Strengths, limitations and areas of future research

We have adhered to the methodological approach of Cochrane guidelines [25] and the PRISMA checklist [26], however, the study is limited by the available literature which is retrospective cohort studies. Despite having limited data, we performed a meta-analysis to look at the IPA, IL and IW and its relationship to the success and failure regarding SFR.

All of the available studies were retrospective in nature and did not have a standardised method of measuring the pelvicalyceal anatomy. Although there are plenty of studies comparing different treatment options for LPS, majority of them do not look at the pelvicalyceal anatomy which predicts the success of these treatments. Future studies should include this when comparing LPS treatment, to give clinicians an algorithm of individualised treatment based on the likelihood of success for a given stone. Finally, it is about time we agreed on a universally agreed imaging modality and definition of SFR which would help to draw meaningful conclusions when comparing different treatment modalities [22].
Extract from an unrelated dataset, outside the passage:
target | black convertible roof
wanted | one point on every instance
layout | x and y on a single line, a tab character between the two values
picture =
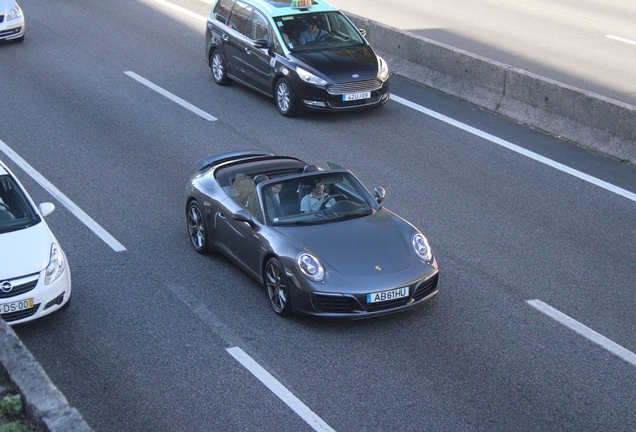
272	166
Steep IPA also seems to be a risk factor for flexible ureteroscope damage and complicated post-operative course [27]. Although our review shows a good SFR for LPS, information on pelvicalyceal anatomy might prove to be useful when treating stones with unfavourable anatomy especially when they are large and have a hard composition. While IW and IL may not be as important, IPA seems to be important (< 30°) and in these cases an alternate treatment option such as minimally invasive PCNL procedure could be considered [28, 29]. This is especially important for informed decision making with the patients, when counselling them for the treatment success for LPS and discussing alternate treatment options.

Conclusion

Retrograde intrarenal surgery is an effective treatment option for the management of lower pole stones. Infundibular pelvic angle seems to be the most important predictor for being stone free. Pelvicalyceal anatomy in conjunction with stone size and hardness seem to dictate the success of RIRS for lower pole stones and decisions on the type of surgical interventions should reflect this.